To build trust for AI integration:

  • Provide comprehensive, hands-on training and support.
  • Choose enterprise-grade tools with proper security and governance.
  • Implement closed systems, not public AI platforms, to protect IP.
  1. Start with Problems, Not Technology

Don't just push a tool; solve a frustration.

  • Ask your team: "What repetitive work prevents you from adding strategic value?"
  • Rather than: "How can we use AI?"

This approach surfaces real needs and builds immediate buy-in from the Bid Managers and Tendering Professionals who will actually use the tools.

Instead of debating whether AI is needed to "automate writing,". It may be useful for leaders to first assess the tender process to identify areas of maximum lag to clearly define where performance bottlenecks exist and what value is being left on the table. This makes the use case for an optimised system immediately clear.

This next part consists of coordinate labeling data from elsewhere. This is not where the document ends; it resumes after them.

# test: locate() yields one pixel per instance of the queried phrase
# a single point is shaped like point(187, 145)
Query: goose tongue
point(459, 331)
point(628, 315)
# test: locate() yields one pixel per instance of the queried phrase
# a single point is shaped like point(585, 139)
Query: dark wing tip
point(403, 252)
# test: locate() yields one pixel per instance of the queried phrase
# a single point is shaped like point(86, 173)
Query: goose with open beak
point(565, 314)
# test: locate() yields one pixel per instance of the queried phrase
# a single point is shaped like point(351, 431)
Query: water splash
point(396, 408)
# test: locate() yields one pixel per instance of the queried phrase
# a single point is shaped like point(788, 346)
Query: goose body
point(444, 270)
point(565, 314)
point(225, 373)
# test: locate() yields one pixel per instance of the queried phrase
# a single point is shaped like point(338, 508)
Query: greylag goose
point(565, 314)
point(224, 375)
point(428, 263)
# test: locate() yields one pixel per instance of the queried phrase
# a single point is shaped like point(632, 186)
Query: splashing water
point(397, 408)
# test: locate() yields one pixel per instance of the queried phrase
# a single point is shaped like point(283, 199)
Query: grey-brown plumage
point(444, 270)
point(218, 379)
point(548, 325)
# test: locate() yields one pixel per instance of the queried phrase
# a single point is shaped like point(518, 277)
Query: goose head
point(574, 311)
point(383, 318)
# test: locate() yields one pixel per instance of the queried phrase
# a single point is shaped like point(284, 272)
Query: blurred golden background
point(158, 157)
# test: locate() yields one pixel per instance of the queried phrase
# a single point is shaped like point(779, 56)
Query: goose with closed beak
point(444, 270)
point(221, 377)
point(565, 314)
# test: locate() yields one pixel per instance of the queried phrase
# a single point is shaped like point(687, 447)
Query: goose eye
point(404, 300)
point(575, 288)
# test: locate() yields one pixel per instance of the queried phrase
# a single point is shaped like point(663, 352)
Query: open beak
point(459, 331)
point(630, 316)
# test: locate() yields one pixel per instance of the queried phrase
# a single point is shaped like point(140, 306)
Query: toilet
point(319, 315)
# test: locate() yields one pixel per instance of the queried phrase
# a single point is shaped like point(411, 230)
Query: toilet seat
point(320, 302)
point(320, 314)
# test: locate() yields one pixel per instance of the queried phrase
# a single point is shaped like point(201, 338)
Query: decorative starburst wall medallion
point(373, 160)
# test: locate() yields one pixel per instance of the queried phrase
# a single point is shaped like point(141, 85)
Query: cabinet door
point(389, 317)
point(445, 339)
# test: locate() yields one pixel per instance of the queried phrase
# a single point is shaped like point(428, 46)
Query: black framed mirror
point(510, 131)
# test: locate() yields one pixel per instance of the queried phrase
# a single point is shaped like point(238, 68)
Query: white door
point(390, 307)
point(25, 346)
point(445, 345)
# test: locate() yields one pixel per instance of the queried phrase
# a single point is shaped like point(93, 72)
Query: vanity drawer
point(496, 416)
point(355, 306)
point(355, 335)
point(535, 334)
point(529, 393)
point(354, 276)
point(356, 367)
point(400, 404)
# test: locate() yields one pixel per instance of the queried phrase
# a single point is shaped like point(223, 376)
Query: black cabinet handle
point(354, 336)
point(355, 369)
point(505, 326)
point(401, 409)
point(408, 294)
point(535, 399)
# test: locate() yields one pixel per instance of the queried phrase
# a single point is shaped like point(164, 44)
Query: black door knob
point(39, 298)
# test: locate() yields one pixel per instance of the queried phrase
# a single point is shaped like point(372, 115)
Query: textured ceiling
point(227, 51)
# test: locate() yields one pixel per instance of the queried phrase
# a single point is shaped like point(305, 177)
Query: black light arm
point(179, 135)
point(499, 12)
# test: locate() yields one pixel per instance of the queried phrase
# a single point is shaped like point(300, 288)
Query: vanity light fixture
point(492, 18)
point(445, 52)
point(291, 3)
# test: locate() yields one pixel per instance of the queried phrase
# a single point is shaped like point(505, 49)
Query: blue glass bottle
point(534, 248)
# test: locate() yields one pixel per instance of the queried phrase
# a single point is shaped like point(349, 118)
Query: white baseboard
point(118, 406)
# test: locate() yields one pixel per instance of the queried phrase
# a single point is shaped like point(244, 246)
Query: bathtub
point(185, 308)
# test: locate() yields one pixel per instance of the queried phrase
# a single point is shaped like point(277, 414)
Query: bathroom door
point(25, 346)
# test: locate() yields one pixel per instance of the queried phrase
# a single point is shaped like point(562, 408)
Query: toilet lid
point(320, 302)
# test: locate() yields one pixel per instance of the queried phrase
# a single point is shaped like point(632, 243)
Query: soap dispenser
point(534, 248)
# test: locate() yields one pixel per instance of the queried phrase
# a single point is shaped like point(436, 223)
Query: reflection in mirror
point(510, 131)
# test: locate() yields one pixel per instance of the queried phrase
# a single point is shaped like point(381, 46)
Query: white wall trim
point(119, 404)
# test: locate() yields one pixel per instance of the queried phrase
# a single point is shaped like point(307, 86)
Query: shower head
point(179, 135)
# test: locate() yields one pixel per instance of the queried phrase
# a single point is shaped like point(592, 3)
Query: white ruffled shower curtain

4. Position AI as Essential Infrastructure

Like CRM systems enhanced (rather than replaced) salespeople, AI-powered tender tools make writers more strategic. They are infrastructure for efficiency, not substitutes for expertise.


The Competitive Reality

While some organisations debate whether to "allow" AI, forward-thinking organisations are already deploying these systems to gain a competitive edge:

  • Respond to more opportunities without growing headcount.
  • Reduce burnout and retain top talent
  • Redirect human expertise toward relationship-building and strategy.
  • Build institutional knowledge that improves with each bid.

Summary

The cultural shift required isn't about forcing technology adoption. It's about recognising that tendering excellence increasingly depends on systems that free humans to be more human and streamline the tasks that are contributing to systemic industry burnout.